Computational Humanities and ancient texts

Participants : Daniel Stökl Ben Ezra, Marc Bui.

In collaboration with Jérémie Bosom and Dogu Kaan Eraslan (PhD students (co-)supervised by Marc Bui at EPHE).

Ancient languages of interest: ancient Egyptian (hieroglyphics, hieratic, demotic) , ancient Greek, Aramaic, Elamite, biblical Hebrew, classical Arabic, Hán Nôm (ancient vietnamese), old Persian

Computational approaches in humanities makes it possible to address the problems encountered by philologists such as reading, analyze and archiving old texts in a systematic way. We based our research on algorithms, their implementations, and human expertise on ancient languages to automate these difficult tasks.

The research scope of 2017 was the work around historical document or manuscripts available in images. Our work program (or work in progress) includes:

  • Document layout analysis for ancient manuscripts using computer vision techniques and machine learning

  • Script identification taking into account the environment where the trace is located: image, artefact, noise due to deterioration of the medium of writing. By stacking auto-encoding neural networks in order our approach provides an alternative representation of the input data received.

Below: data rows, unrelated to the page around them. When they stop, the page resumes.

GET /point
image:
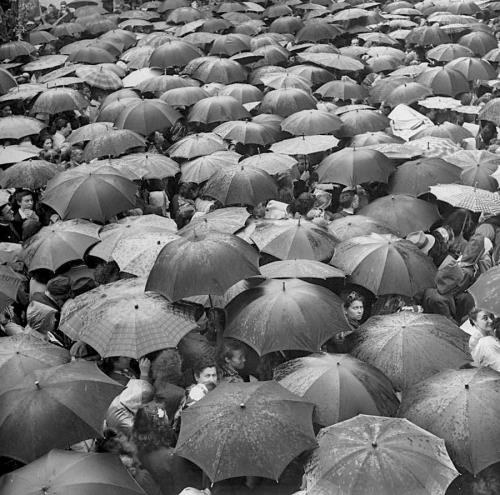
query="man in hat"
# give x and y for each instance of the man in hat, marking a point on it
(348, 202)
(57, 293)
(7, 231)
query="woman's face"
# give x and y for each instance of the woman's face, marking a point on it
(237, 360)
(355, 311)
(484, 321)
(26, 202)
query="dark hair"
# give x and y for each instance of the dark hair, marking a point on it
(151, 429)
(60, 123)
(227, 349)
(461, 222)
(22, 194)
(474, 312)
(346, 198)
(353, 296)
(201, 365)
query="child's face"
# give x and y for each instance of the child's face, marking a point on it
(237, 360)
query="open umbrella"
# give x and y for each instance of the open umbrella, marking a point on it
(300, 268)
(62, 471)
(128, 322)
(272, 163)
(363, 120)
(56, 244)
(174, 53)
(30, 174)
(202, 168)
(217, 109)
(17, 127)
(357, 225)
(195, 145)
(57, 100)
(279, 315)
(246, 132)
(444, 81)
(181, 268)
(353, 166)
(472, 68)
(287, 101)
(112, 234)
(468, 197)
(304, 145)
(411, 347)
(415, 177)
(402, 213)
(85, 192)
(147, 166)
(136, 254)
(147, 116)
(485, 291)
(344, 89)
(114, 142)
(22, 354)
(248, 429)
(226, 220)
(461, 407)
(215, 69)
(78, 394)
(98, 77)
(294, 239)
(385, 264)
(309, 122)
(239, 185)
(340, 387)
(371, 454)
(7, 81)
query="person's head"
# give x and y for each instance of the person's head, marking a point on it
(232, 354)
(151, 429)
(6, 111)
(349, 199)
(6, 213)
(205, 372)
(59, 288)
(483, 320)
(63, 126)
(47, 144)
(76, 154)
(24, 200)
(40, 317)
(354, 306)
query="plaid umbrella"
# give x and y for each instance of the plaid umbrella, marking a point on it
(127, 322)
(21, 354)
(468, 197)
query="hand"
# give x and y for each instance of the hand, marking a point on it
(144, 366)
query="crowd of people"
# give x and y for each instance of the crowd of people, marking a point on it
(360, 95)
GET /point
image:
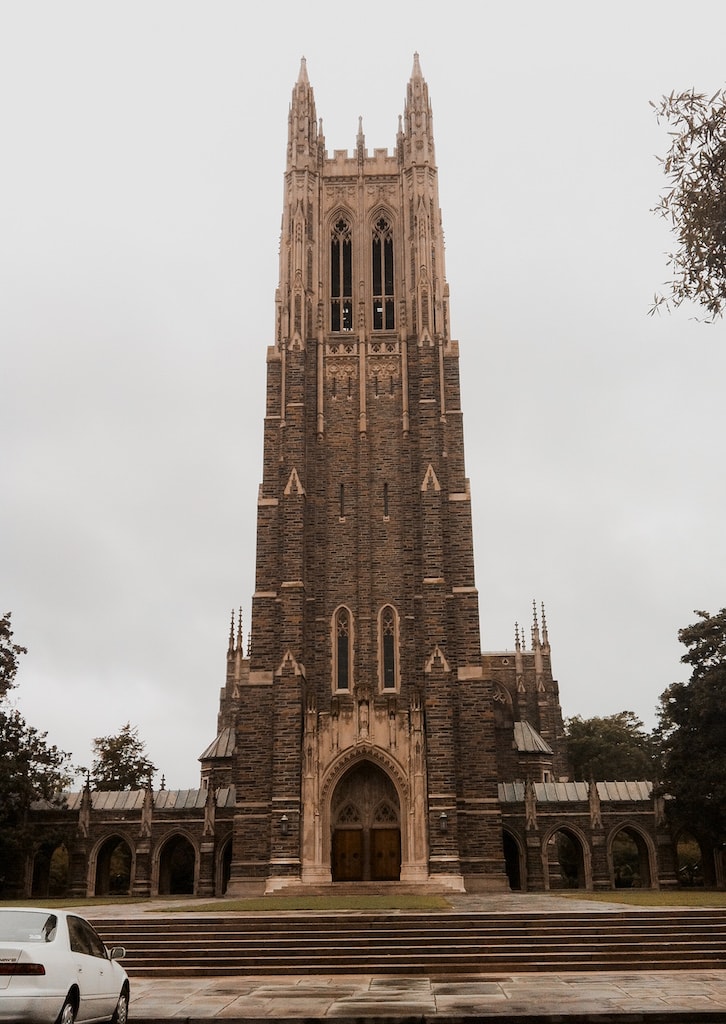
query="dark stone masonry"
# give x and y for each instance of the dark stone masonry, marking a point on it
(363, 735)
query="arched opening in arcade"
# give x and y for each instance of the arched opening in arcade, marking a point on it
(690, 860)
(366, 826)
(223, 868)
(565, 860)
(513, 861)
(114, 868)
(50, 871)
(630, 860)
(176, 867)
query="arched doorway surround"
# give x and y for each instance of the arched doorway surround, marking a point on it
(632, 858)
(366, 841)
(112, 866)
(176, 866)
(566, 858)
(515, 861)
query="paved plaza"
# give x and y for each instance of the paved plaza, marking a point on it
(673, 996)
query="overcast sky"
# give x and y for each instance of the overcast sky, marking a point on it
(140, 200)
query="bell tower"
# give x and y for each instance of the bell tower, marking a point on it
(364, 730)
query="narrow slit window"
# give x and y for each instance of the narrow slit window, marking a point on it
(341, 278)
(388, 648)
(382, 266)
(342, 649)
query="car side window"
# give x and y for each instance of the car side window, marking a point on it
(84, 939)
(76, 936)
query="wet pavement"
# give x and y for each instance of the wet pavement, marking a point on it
(676, 996)
(673, 996)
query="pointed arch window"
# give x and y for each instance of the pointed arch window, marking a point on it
(342, 649)
(383, 298)
(388, 647)
(341, 278)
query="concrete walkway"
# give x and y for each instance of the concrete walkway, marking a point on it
(655, 997)
(670, 996)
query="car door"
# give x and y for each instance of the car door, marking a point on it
(95, 975)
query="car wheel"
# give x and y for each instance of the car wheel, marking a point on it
(68, 1014)
(121, 1014)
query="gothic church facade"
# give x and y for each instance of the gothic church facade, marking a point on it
(363, 736)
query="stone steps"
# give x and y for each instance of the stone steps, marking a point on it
(416, 943)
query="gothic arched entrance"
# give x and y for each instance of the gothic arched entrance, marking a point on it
(176, 867)
(366, 826)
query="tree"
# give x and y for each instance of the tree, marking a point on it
(612, 749)
(692, 730)
(31, 769)
(9, 653)
(694, 203)
(121, 761)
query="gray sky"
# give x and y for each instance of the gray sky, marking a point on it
(140, 200)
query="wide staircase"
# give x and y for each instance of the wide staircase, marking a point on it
(364, 942)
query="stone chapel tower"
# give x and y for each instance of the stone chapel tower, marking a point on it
(361, 726)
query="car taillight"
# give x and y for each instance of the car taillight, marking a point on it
(13, 970)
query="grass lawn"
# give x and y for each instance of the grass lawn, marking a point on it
(653, 897)
(633, 897)
(318, 903)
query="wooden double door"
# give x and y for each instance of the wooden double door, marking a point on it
(366, 841)
(363, 855)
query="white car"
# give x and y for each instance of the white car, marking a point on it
(54, 969)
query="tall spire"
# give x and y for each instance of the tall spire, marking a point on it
(302, 123)
(418, 119)
(535, 628)
(545, 636)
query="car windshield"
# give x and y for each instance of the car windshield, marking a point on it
(22, 926)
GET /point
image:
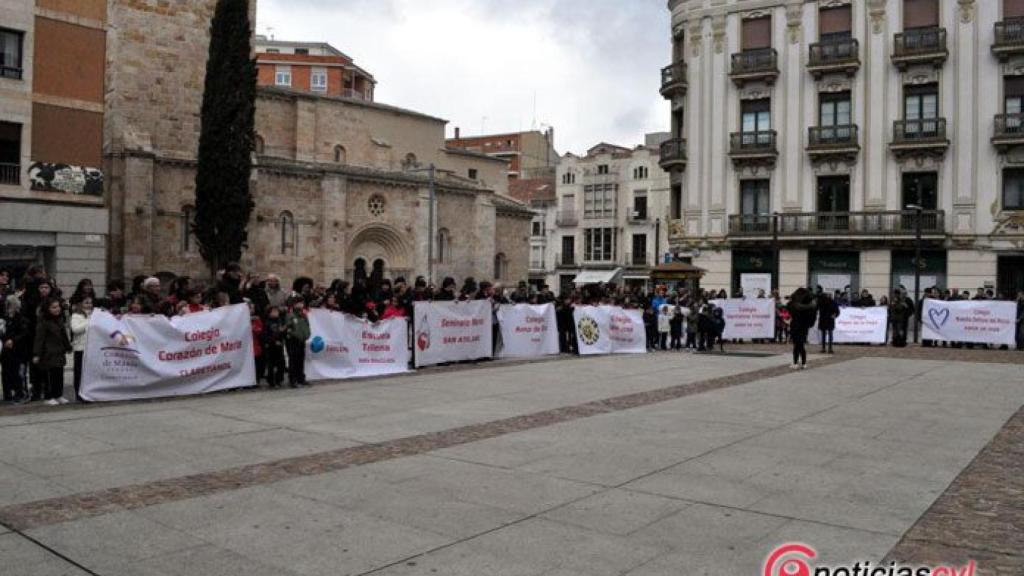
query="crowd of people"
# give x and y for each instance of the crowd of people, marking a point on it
(40, 327)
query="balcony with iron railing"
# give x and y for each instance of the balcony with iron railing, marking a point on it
(566, 218)
(673, 154)
(1009, 38)
(674, 79)
(1009, 131)
(896, 223)
(754, 148)
(914, 136)
(748, 66)
(841, 55)
(920, 45)
(840, 141)
(10, 174)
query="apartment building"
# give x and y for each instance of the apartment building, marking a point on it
(311, 67)
(823, 141)
(53, 212)
(611, 217)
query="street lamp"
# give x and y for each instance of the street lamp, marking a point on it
(919, 210)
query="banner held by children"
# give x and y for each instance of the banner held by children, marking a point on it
(748, 319)
(527, 331)
(980, 322)
(141, 357)
(345, 346)
(609, 330)
(452, 332)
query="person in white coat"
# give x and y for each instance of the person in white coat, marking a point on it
(79, 330)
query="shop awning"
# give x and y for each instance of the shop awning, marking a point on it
(597, 277)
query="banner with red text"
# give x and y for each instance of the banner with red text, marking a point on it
(345, 346)
(138, 357)
(609, 330)
(452, 332)
(856, 326)
(527, 331)
(984, 322)
(748, 319)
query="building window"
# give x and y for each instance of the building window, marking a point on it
(501, 266)
(288, 233)
(376, 205)
(443, 245)
(10, 154)
(317, 80)
(599, 244)
(599, 201)
(283, 76)
(10, 53)
(640, 205)
(187, 234)
(1013, 189)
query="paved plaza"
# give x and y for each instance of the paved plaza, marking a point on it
(659, 464)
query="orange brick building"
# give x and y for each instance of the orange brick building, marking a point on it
(311, 67)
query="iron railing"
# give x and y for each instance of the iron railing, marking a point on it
(924, 130)
(889, 223)
(920, 41)
(835, 52)
(844, 135)
(753, 142)
(755, 62)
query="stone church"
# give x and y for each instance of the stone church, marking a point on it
(338, 182)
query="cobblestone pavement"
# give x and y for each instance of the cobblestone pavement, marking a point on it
(660, 464)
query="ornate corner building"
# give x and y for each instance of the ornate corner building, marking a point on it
(820, 140)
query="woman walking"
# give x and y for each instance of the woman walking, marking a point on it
(802, 312)
(79, 329)
(49, 352)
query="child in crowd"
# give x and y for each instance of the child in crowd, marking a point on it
(273, 346)
(297, 332)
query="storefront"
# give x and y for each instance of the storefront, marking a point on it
(835, 271)
(753, 264)
(932, 266)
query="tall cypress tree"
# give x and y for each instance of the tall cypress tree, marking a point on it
(223, 202)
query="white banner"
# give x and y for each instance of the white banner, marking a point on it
(856, 326)
(345, 346)
(453, 331)
(985, 322)
(527, 331)
(609, 330)
(751, 284)
(748, 319)
(138, 357)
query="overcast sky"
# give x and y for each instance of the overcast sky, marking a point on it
(591, 66)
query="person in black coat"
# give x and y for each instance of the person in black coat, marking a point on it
(803, 313)
(827, 313)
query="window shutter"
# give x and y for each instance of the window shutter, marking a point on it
(757, 33)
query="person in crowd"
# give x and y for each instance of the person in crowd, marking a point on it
(14, 351)
(297, 332)
(803, 313)
(664, 326)
(273, 346)
(81, 315)
(256, 325)
(49, 351)
(676, 328)
(827, 313)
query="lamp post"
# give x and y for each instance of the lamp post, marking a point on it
(919, 210)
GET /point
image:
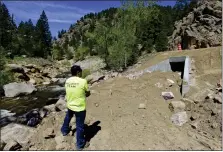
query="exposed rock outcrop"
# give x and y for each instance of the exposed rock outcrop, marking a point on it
(201, 28)
(15, 89)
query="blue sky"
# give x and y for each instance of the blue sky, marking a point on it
(61, 14)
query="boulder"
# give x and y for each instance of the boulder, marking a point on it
(170, 82)
(15, 89)
(159, 85)
(218, 99)
(167, 95)
(32, 81)
(50, 108)
(15, 68)
(60, 105)
(177, 106)
(5, 113)
(46, 83)
(95, 77)
(49, 133)
(2, 145)
(195, 124)
(61, 81)
(219, 84)
(30, 66)
(142, 106)
(179, 118)
(17, 132)
(54, 80)
(12, 145)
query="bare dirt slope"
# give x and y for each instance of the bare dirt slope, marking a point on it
(116, 123)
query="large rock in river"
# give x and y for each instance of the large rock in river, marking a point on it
(15, 89)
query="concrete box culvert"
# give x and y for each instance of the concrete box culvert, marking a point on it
(175, 64)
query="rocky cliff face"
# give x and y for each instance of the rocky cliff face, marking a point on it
(201, 28)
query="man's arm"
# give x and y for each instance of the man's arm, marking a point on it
(87, 91)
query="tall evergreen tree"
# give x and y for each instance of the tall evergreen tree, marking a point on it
(43, 37)
(6, 27)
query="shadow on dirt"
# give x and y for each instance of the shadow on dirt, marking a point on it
(90, 131)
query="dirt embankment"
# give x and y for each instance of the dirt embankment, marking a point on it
(116, 122)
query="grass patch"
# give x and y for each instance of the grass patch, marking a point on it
(85, 73)
(6, 77)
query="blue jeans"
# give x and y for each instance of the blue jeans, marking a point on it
(80, 117)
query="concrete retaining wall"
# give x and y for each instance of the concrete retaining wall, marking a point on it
(165, 66)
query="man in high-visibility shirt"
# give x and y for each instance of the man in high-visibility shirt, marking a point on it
(76, 93)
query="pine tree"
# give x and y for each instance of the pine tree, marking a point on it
(43, 37)
(6, 27)
(161, 42)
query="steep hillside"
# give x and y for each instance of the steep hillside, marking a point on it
(201, 28)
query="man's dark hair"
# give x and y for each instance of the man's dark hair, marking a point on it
(75, 69)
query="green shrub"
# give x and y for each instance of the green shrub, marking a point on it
(81, 52)
(5, 77)
(85, 73)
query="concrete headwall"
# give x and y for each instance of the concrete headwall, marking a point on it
(165, 66)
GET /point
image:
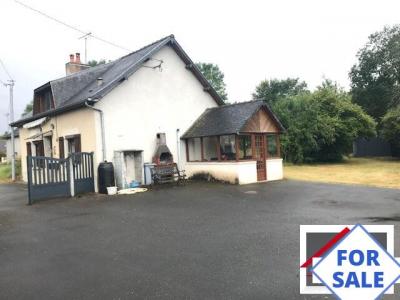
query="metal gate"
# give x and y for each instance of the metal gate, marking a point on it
(83, 172)
(52, 177)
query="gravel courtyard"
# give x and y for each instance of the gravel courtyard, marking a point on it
(199, 241)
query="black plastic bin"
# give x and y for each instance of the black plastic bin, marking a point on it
(105, 176)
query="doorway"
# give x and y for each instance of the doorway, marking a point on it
(259, 145)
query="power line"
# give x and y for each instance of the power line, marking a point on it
(71, 26)
(5, 69)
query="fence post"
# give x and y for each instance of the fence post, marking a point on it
(70, 165)
(29, 173)
(92, 170)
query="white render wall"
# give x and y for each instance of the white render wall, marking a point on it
(17, 148)
(149, 102)
(241, 172)
(274, 169)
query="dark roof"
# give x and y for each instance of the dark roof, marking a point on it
(227, 119)
(73, 91)
(7, 135)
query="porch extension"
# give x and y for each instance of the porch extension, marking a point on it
(238, 143)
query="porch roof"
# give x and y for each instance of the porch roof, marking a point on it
(228, 119)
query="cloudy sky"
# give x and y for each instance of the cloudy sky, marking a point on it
(249, 40)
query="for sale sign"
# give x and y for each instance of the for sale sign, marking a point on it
(352, 264)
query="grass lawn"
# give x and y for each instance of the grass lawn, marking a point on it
(380, 172)
(5, 171)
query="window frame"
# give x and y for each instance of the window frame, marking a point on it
(277, 144)
(251, 147)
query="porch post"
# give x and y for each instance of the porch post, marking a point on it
(218, 148)
(187, 150)
(278, 145)
(237, 146)
(202, 149)
(253, 146)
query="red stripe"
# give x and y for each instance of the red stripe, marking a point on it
(326, 247)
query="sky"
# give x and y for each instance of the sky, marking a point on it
(249, 40)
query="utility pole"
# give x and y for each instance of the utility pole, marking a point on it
(10, 84)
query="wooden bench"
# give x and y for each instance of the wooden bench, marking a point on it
(167, 173)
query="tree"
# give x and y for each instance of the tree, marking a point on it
(391, 128)
(272, 90)
(28, 109)
(322, 125)
(215, 77)
(375, 78)
(94, 62)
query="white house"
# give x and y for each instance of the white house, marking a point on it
(147, 104)
(17, 144)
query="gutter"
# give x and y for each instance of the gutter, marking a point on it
(103, 139)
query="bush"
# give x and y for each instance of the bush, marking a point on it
(391, 128)
(322, 125)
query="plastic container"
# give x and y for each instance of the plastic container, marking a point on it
(112, 190)
(134, 183)
(105, 176)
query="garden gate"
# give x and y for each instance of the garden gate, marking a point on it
(53, 177)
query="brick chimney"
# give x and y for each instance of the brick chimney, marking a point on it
(75, 65)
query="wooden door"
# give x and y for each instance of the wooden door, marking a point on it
(259, 147)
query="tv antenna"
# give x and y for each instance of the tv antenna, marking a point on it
(85, 37)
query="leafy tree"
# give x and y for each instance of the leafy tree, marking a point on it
(391, 128)
(28, 109)
(375, 79)
(272, 90)
(94, 62)
(322, 125)
(215, 76)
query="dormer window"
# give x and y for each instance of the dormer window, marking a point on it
(43, 101)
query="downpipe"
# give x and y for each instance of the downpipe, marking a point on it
(103, 139)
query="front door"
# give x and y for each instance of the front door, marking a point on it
(259, 145)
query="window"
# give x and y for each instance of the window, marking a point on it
(48, 146)
(210, 148)
(227, 144)
(28, 149)
(272, 145)
(43, 101)
(245, 150)
(39, 149)
(61, 147)
(194, 149)
(74, 143)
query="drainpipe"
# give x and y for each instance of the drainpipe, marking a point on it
(178, 148)
(103, 139)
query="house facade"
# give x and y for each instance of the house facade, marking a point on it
(8, 145)
(127, 110)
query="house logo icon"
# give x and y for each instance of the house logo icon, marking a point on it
(352, 262)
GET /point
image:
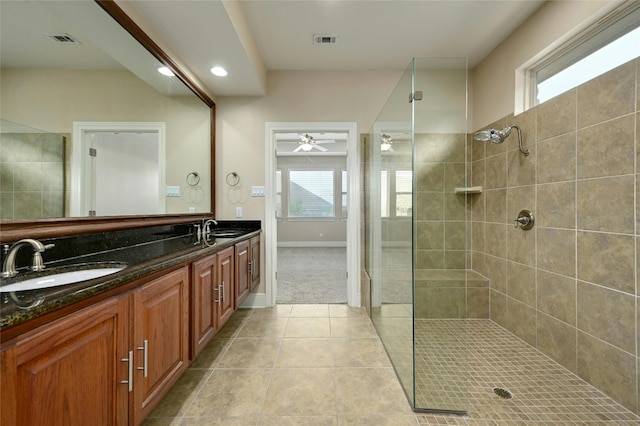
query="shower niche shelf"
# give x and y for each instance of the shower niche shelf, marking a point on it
(468, 190)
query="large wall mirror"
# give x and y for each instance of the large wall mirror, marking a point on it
(73, 72)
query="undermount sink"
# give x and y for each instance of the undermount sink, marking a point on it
(227, 233)
(61, 278)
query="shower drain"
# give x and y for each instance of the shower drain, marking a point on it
(503, 393)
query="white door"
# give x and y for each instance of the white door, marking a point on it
(123, 173)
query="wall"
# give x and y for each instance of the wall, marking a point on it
(493, 81)
(53, 99)
(568, 286)
(292, 96)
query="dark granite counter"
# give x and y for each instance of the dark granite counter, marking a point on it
(144, 251)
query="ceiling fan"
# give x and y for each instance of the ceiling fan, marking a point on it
(308, 143)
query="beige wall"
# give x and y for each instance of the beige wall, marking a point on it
(52, 100)
(323, 96)
(493, 81)
(568, 286)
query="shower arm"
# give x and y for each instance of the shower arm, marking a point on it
(522, 150)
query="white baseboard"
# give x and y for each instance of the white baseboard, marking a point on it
(312, 244)
(254, 300)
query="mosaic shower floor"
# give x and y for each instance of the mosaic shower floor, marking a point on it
(543, 391)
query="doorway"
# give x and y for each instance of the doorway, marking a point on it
(302, 217)
(117, 169)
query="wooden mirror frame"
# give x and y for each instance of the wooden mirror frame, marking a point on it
(46, 228)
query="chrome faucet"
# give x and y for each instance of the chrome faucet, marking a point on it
(9, 265)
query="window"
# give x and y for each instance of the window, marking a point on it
(396, 193)
(344, 182)
(311, 193)
(279, 193)
(593, 53)
(404, 185)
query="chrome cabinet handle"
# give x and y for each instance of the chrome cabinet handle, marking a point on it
(129, 380)
(145, 355)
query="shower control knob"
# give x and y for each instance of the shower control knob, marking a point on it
(525, 220)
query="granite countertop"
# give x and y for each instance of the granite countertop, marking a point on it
(141, 260)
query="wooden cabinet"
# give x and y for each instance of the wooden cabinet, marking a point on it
(243, 271)
(203, 315)
(71, 371)
(254, 261)
(226, 288)
(111, 363)
(160, 338)
(213, 291)
(107, 364)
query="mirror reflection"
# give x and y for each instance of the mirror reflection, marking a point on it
(74, 74)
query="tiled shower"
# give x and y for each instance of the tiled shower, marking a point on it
(567, 287)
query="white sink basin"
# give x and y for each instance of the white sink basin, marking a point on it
(63, 278)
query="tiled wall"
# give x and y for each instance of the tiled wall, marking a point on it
(32, 176)
(569, 285)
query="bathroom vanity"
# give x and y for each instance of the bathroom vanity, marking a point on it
(106, 350)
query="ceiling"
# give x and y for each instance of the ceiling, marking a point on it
(248, 37)
(251, 37)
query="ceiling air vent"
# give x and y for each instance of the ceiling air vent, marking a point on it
(325, 39)
(62, 38)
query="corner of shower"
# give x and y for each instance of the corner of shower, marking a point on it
(416, 232)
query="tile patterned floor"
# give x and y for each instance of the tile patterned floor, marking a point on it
(325, 365)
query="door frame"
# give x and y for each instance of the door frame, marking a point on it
(353, 203)
(78, 166)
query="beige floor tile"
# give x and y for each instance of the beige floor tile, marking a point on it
(369, 392)
(251, 353)
(232, 393)
(310, 310)
(308, 327)
(263, 327)
(298, 421)
(301, 392)
(345, 311)
(352, 327)
(181, 394)
(278, 311)
(212, 353)
(377, 420)
(296, 353)
(359, 352)
(219, 421)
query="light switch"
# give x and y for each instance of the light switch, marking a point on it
(173, 191)
(257, 191)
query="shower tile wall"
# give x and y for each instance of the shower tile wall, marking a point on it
(32, 176)
(569, 286)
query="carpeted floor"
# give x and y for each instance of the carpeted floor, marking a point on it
(312, 275)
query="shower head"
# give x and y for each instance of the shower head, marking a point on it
(498, 136)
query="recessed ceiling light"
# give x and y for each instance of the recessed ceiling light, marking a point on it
(166, 71)
(218, 71)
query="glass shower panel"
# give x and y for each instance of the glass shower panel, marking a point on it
(389, 253)
(415, 250)
(439, 222)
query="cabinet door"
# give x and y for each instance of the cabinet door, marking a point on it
(69, 372)
(226, 286)
(203, 315)
(160, 338)
(243, 279)
(254, 258)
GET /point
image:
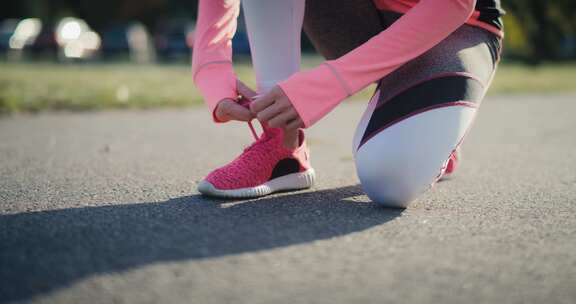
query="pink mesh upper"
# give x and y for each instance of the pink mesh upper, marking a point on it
(255, 165)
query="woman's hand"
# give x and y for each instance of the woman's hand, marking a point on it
(229, 109)
(276, 109)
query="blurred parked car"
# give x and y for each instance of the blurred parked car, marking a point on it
(76, 39)
(7, 28)
(130, 40)
(174, 39)
(45, 45)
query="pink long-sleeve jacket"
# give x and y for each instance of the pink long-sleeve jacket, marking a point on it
(316, 92)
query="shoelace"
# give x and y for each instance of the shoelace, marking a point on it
(245, 102)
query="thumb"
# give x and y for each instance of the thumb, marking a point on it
(238, 112)
(263, 101)
(244, 90)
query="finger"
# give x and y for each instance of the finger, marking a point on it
(269, 113)
(263, 102)
(244, 90)
(295, 124)
(280, 121)
(238, 112)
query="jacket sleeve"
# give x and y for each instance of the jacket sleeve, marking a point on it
(212, 68)
(316, 92)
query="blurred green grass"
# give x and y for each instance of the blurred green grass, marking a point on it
(33, 87)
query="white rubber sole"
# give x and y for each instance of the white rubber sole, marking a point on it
(294, 181)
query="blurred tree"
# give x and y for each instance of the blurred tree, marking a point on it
(547, 26)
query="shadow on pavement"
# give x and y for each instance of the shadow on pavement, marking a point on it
(44, 251)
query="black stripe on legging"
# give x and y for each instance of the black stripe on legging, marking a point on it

  • Text recognition (handwritten text recognition) by enhancing it with LSTM

  • Palaeographic classification of manuscripts and ancient inscriptions. Classification of historical document images can be addressed through script identification, in that case, our proposed method is based on the use of Convolutional Auto-Encoders (CAE) stacked in several layers in order to obtain fine-grained features and automatically learn representations of the line of writing or drawing of script

  • Cross language Information Retrieval and Information Retrieval applied to ancient languages.